This story was updated on Wednesday, Oct. 14, 2020 at 8:14 with additional information.
Hamilton County Sheriff Jim Hammond has tested positive for COVID-19 after visiting his chief of staff, who tested positive for the virus and is now in an intensive care unit, the sheriff confirmed Wednesday evening.
The sheriff was informed Wednesday morning that his chief of staff — G.A. "Gino" Bennett — tested positive.
"I was involved in helping one of my staff members the other day who was having a medical issue," Hammond said during a Zoom news conference before identifying Bennett, noting that Bennett gave him permission to disclose the information.
"I felt it would be wise for me to go get tested since I was with them — try to help them in the hospital, and I was told today that I did test positive," he said, adding that the last time he came into contact with Bennett was about four days ago.
"I have quarantined myself for 10 days," he said. "I am asymptomatic at this time."
Bennett was placed in the ICU as a cautionary measure, according to Hammond, "to try to give him the best treatment they can to get beyond this."
No other sheriff's office employees have tested positive, Hammond said. But several others, including Chief Deputy Austin Garrett, are quarantining. And the offices are to be "thoroughly cleaned."
"I had several Zoom meetings today," Hammond said, "to make sure that we keep everything moving the way it needs to. As you well know, we're on a hard deadline for converting Silverdale [Detention Center] over to the sheriff's office by the end of the year."
Hammond confirmed that he attended a Pachyderm Club meeting on Monday, but he wore a mask throughout the meeting "except for when I was eating," he said.
Earlier this year, Hammond questioned the effectiveness of masks to stifle the spread of the coronavirus and would not commit to being tested for the virus after being photographed not wearing a mask at a crowded Lincoln Day celebration hosted by the Hamilton County Republicans.
The Hamilton County Health Department had confirmed that at least one person with an active case of COVID-19 attended the same event.
In an interview with News Channel 9 at around the same time as the event, Hammond said, "My personal thoughts, I'm not convinced the masks are doing that much good."
On Wednesday, he said that if he said that, he "didn't mean it in the spirit that I know better than the scientists did."
"My opinion has always been masks cannot hurt I think that masking is an individual choice when it comes to just you're away from other people and out on the street or somewhere where you're not in a crowd. I think if you are in a crowd, you're wise to wear a mask.

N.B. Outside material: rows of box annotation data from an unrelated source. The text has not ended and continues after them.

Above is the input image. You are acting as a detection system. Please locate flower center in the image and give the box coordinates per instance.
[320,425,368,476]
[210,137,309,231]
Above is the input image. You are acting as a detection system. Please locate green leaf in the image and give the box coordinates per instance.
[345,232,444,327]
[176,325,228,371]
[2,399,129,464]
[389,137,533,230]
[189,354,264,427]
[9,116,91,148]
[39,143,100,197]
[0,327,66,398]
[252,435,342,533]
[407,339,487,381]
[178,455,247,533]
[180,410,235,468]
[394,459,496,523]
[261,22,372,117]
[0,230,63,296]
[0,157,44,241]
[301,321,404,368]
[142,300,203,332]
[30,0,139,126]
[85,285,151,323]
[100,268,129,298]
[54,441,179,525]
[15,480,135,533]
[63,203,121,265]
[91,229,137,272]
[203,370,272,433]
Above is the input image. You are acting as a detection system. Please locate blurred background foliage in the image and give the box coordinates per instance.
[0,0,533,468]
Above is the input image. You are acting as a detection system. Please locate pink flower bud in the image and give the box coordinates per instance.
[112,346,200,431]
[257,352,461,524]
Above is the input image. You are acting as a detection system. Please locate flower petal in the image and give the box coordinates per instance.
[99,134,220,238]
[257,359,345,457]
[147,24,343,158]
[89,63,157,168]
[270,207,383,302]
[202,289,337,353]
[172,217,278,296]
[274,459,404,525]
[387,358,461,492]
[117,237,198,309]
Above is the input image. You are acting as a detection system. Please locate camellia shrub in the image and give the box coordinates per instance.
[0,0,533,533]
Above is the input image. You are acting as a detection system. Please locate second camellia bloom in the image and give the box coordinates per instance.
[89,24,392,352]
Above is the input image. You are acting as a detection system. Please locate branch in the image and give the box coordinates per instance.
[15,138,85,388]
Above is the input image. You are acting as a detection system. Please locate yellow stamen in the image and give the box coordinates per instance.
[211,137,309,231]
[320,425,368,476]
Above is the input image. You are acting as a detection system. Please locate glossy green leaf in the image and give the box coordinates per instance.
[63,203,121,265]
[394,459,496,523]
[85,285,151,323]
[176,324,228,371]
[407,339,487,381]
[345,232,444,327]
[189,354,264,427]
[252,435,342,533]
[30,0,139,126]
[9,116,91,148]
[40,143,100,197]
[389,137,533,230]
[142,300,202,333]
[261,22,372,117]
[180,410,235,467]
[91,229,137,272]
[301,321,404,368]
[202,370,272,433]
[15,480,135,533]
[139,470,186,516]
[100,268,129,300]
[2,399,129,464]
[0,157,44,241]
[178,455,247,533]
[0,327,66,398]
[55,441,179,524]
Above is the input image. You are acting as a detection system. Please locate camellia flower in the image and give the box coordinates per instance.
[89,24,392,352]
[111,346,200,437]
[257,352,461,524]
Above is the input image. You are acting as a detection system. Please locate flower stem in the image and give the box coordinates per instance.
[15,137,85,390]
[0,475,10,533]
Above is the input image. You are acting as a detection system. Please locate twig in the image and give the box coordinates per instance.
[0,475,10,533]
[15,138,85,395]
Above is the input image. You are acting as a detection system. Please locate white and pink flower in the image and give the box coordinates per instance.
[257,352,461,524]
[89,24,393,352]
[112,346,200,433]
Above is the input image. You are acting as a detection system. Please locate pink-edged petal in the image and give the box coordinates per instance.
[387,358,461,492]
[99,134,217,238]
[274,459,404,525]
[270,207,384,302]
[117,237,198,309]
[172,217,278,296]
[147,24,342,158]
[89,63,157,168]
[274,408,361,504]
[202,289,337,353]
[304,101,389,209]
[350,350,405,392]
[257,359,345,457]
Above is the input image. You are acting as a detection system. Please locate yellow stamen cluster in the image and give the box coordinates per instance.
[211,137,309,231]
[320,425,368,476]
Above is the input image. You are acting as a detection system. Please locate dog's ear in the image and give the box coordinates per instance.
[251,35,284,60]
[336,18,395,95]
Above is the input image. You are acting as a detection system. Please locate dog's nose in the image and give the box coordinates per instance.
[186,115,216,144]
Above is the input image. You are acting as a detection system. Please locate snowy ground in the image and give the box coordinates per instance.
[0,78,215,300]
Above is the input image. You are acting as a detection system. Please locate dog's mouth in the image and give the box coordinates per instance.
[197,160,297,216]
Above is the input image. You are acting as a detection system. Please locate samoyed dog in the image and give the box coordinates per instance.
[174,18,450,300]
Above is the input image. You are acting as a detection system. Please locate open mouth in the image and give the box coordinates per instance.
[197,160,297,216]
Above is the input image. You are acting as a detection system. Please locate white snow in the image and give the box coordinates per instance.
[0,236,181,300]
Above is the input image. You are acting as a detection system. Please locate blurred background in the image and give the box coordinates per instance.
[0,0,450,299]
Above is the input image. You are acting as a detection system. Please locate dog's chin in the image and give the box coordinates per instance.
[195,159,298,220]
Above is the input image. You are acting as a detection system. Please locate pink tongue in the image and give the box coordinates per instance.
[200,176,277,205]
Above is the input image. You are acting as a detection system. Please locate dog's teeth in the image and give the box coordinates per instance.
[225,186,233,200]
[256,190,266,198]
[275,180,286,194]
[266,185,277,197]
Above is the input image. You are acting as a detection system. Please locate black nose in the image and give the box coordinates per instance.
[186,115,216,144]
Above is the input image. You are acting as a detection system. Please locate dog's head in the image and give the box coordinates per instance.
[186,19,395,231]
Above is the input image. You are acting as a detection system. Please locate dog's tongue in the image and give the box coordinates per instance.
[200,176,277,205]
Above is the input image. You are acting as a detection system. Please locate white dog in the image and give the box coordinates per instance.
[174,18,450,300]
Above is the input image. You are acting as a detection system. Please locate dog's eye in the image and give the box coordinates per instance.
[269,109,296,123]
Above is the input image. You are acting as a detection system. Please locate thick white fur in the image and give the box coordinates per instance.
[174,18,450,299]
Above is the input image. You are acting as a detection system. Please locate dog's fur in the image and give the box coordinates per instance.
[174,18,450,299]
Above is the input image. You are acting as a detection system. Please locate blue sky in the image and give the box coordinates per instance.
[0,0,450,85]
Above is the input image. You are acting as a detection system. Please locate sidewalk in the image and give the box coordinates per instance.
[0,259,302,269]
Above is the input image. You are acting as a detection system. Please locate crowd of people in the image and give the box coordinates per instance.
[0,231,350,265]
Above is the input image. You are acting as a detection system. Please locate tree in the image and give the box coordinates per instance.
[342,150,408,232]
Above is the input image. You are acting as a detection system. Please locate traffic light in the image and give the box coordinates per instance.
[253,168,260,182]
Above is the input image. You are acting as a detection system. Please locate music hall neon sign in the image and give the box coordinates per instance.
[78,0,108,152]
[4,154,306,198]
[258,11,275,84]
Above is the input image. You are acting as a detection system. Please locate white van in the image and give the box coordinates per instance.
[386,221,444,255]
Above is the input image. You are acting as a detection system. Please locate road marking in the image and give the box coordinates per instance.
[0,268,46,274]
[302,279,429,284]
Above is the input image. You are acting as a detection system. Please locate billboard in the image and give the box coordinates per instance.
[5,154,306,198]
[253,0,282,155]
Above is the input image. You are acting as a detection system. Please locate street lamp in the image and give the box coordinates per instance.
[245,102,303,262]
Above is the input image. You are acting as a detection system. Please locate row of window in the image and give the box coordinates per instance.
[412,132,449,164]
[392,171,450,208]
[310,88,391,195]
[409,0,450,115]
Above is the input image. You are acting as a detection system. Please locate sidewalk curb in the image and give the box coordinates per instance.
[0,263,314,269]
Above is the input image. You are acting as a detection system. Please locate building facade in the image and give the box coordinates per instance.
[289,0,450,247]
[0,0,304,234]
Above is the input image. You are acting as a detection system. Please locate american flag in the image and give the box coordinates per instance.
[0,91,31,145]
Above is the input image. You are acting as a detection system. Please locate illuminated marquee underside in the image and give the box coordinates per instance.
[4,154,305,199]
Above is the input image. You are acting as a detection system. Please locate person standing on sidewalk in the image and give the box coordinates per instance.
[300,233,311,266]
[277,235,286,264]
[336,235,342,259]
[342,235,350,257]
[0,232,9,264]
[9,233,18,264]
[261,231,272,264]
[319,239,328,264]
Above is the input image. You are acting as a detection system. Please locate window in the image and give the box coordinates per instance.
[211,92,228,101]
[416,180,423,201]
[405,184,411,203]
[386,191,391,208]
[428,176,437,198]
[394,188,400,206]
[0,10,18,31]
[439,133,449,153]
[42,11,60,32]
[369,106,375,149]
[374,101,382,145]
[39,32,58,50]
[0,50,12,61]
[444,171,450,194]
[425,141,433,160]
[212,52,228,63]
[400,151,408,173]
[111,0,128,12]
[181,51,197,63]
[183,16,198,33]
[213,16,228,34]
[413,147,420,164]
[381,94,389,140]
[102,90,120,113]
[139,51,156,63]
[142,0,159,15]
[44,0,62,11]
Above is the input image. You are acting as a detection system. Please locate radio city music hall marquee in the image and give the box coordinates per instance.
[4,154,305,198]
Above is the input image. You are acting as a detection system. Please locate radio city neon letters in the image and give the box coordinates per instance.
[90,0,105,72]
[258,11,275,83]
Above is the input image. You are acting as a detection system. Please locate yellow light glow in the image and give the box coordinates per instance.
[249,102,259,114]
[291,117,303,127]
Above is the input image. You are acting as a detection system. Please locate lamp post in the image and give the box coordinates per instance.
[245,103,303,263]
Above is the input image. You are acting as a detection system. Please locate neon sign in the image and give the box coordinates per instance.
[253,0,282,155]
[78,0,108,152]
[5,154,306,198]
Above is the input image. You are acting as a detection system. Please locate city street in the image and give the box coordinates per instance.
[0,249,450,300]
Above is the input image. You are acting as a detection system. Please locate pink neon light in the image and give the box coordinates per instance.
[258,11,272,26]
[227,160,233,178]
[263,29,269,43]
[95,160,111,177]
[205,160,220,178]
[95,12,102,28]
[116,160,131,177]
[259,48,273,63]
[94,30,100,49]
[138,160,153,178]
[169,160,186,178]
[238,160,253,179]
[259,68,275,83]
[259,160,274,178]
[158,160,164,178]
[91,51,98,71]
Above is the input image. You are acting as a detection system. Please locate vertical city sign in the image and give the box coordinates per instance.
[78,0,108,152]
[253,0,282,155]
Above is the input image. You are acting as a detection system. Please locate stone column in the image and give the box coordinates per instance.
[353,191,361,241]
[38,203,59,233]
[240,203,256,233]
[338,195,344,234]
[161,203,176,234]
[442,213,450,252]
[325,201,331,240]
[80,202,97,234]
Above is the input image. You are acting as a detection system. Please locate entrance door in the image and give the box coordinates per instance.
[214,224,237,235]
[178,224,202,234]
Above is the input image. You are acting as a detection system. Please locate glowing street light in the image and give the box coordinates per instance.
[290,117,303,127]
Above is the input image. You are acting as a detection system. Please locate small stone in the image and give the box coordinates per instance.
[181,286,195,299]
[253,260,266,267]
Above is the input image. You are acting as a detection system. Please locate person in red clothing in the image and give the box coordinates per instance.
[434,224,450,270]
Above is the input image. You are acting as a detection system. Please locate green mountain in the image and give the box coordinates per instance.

"If you are asked to wear masks, you should be kind enough to tell the person, 'Yes, I will either mask up or remove myself from the area.' That's my position on it, that you use caution. You protect your own family. You protect yourself. And you try to protect others."
The sheriff's office is tasked with enforcing a mask mandate by the health department, which was recently extended through Nov. 22.
At the time of the Lincoln Day event, Hammond said that no one at the event would be cited for violating the order.
Hammond had previously said that his deputies would not "harass" residents who failed to wear masks — a violation that carries a $50 fine and up to 30 days in jail — but would instead issue warnings when possible.
"I still hold that we're not going to go out and write tickets except if we have people who are in your face with their refusal to do it," he said Wednesday. "We've only had maybe one or two, possibly, incidents like that. The person was gone by the time we got there. They felt they'd rather leave than challenge the [business]."
Sheriff's office spokesperson Matt Lea said contact tracing has begun for those who have come into contact with the sheriff.